As freshman, we faced the great challenge of finding internships for the summer of 2017. We wanted to make it easier for us and other college students to find internship opportunities based on their skills and interests.
What it does
There are three aspects to Tintern. First is a web crawler which explores the vast web and creates a database of companies and the internships they offer, along with relevant data such as programming languages, location, position, industry type, and others. The second part is a Facebook Messenger chatbot which allows people to communicate their interest and skills in a natural way. The chatbot then displays relevant internships. (You must be added to our Facebook App as a developer in order to use the chatbot since we did not have time to go through the Facebook approval process for chatbots.) The third component is a companion website built from scratch, based on the design of Typeform which will display relevant internships based on the skills and interests you enter.
How we built it
We built the web crawler using Java and regular expressions to identify internships and relevant data. The data was stored in a json file which was uploaded to a Heroku Node.js express server so queries could be run against it. This data was used to construct an API which the server could access directly, and the website through a POST request. The Facebook Messenger chatbot was built using Facebook developer tools, and all of the language processing is done on our Heroku express server. In addition, we used jquery to make the website modern, clean and responsive, while following material design conventions.
Challenges we ran into
Web crawling presented a great challenge since websites do not necessarily share similar structures. Thus, information could not be extracted simply, requiring us to create a dynamic crawler which adapted to the structure of the website being crawled to better find and analyze data. Furthermore, it was difficult to decide what parameters to extract, because companies do not all have the same internship information. In the end, we decided to focus on company size, location, programming languages, platform, industry category and internship position.

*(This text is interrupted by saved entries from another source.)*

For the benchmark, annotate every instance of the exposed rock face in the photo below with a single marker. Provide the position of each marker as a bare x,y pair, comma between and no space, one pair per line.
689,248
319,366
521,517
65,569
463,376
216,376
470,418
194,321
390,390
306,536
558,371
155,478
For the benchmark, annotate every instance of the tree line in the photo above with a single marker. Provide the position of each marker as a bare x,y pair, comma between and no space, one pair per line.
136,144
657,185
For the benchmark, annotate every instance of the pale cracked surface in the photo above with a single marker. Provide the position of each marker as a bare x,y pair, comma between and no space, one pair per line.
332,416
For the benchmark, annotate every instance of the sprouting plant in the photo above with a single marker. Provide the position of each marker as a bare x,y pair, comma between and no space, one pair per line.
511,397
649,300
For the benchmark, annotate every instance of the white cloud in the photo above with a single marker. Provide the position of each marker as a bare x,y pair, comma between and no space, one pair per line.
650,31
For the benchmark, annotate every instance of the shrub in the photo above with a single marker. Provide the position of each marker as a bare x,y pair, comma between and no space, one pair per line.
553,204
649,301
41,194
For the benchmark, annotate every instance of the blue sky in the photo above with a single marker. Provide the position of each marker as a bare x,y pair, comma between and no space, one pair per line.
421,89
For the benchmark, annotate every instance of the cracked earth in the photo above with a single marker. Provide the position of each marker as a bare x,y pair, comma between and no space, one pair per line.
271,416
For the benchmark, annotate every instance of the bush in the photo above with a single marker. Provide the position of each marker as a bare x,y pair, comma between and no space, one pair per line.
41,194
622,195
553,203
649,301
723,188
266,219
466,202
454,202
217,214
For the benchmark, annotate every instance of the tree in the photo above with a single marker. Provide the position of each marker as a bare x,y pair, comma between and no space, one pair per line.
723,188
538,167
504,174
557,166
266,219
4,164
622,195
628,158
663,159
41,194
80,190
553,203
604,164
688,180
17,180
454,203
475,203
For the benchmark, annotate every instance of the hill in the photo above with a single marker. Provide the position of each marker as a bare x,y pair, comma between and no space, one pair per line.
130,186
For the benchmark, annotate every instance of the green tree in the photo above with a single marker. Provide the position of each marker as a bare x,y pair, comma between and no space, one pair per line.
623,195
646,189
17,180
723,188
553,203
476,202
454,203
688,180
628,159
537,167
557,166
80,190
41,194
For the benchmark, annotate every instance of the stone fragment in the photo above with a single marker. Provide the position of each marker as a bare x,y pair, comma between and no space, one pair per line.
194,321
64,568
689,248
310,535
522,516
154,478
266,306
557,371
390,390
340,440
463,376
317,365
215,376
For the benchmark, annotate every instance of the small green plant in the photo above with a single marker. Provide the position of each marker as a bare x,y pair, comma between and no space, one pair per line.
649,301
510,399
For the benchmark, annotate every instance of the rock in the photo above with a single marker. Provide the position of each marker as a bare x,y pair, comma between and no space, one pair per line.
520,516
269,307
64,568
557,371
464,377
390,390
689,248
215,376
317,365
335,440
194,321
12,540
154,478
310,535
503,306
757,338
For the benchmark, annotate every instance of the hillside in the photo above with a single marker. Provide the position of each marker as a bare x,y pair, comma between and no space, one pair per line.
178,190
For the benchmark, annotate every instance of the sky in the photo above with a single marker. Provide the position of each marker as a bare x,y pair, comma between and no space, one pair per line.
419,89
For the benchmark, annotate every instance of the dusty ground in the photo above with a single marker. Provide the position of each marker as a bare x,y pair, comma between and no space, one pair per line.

Making the Node.js server was challenging because it had to host a Facebook Messenger chatbot while also hosting a dynamic website, along with an in-house search API. Setting up the express routing to retrieve the correct data and respond to POST and GET requests for the chatbot and website proved difficult. In addition, the algorithm for the in-house search API had to be optimized to minimize time delays while handling data requests from multiple sources. Our search API scored each internship position based on how well it fit the user's skills and interests. Furthermore, making a chatbot which responded to unstructured human input was nontrivial, and required the use of various contextual language processing methods.
Accomplishments that we're proud of
We are proud of the web crawler, chatbot, in-house API, and companion website.
What we learned
We learned a lot about web crawling and regular expressions, language analysis, Node.js frameworks, and jquery.
What's next for Tintern
The next step for Tintern is to submit the chatbot to Facebook for approval, and increase the number of internship position in our database. (We currently have over 200 positions in the database.)
We registered a custom domain name matchtintern.com on Domain.com this morning (it took a while to get the free code form the rep) so it still doesn't point to our server (DNS is currently updating).